Don’t be my fucking father, she thinks.
She goes into the bedroom and picks up the phone on the bedside table.
“Hello?”
“Hi. It’s me.”
“Rickie,” she says, relieved, “hi.”
“I just got home. Is everything okay?”
“Yes, fine.”
“No trouble from the nut?”
“Not yet.”
“Maybe we scared him off, huh?”
“I hope so,” she says, and sits on the edge of the bed, and takes another sip of the gin. “That was very kind of you,” she says. “What you did tonight.”
“I just hope it worked.”
“We’ll find out, I guess.”
“Oh sure. By the way,” he says, “we were so busy trying to fool him, I never got to tell you how much I liked the show.”
“Thank you.”
“You really are the prettiest cat in it. Whatever it was he said in his letter.”
“Prettiest kitty,” she says. “Thank you.”
“You’re also a very good dancer,” he says.
“Thank you.”
“I’ll bet he sees every performance, don’t you think? Judging from the letters?”
“Probably.”
“Probably standing downstairs right this minute. Looking up at your window.”
“Well, I hope not.”
“Probably jacking off in some doorway,” he says. “Where do these nuts come from, anyway?”
The Incident is suddenly upon her full-blown.

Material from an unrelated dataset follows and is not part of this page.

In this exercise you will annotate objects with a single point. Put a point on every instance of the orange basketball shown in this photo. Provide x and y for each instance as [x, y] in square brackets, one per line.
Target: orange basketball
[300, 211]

“There used to be a kid lived in my building,” Rickie says, “he used to throw bricks down from the roof. Just at anybody passing by. My uncle comes to visit us one day, this crazy bastard on the roof throws a brick down at him. He runs up the roof, my uncle …”
A hot summer night at the beginning of August.
A Sunday night.
Thirteen-year-old Kate is standing in front of the misted bathroom mirror, drying herself in a large white puffy towel.
“… gave me the shirt, by the way.”
“What?”
“My uncle in Mayagüez. The one who told the kid to stop
throwing bricks off the roof or he’d throw him off the roof. He’s the one sent me the shirt I was wearing tonight. With the parrot on it. Did you like it?”
“Yes, it was very nice.”
“Yeah, it’s cool.”
Eleven-year-old Bess is submerged in the tub in a sea of white suds.
“He used to be a doorman on East Seventieth, he retired last October, went back to the island. He’s got a house down there, a pool, anything a person …”
Downstairs in the living room, her father is listening to his records.
Gently …
Sweetly …
Ever so …
Discreetly …
Her hand suddenly begins shaking.
“Rickie,” she says, “excuse me, but I have to go now.”
“Is something wrong?”
“No, nothing, I’m all right.”
Her hand is shaking so hard she’s spilling gin all over the front of the kimono.
Open …
Secret …
Doors.
“Kate?” he says.
She can see her sister in the tub, precociously budding, thin and tan and supple, her sweet dear innocent Bess.
“Kate?”
You always were his favorite.
“I’m okay,” she says.
She can’t stop trembling.
“There’s nobody there, is there?”
Yes, there’s everybody here, she thinks.
“No, I’m just very tired.”
“I can imagine. I’ll let you go then.”
Her father’s words.
But he doesn’t.
Ever.
“Can I call you again sometime?”
“Yes, fine,” she says.
No, don’t, she thinks.
“Goodnight then.”
“Goodnight,” she says, and hangs up, and drains the glass, and goes back into the living room to refill it. The orchestra is into the “Hornpipe” section. She turns off the stereo. The apartment goes suddenly still.
If David were here, she thinks, he would know how to deal with this, right? A fucking shrink? But David isn’t here. If Jacqeline were here, she too would know how to deal with this. She dealt with it ad infinitum and ad nauseam over the years, didn’t she, so she would certainly know what to say now to soothe the savage beast, something Handel’s venerable music apparently did not have the charms to accomplish.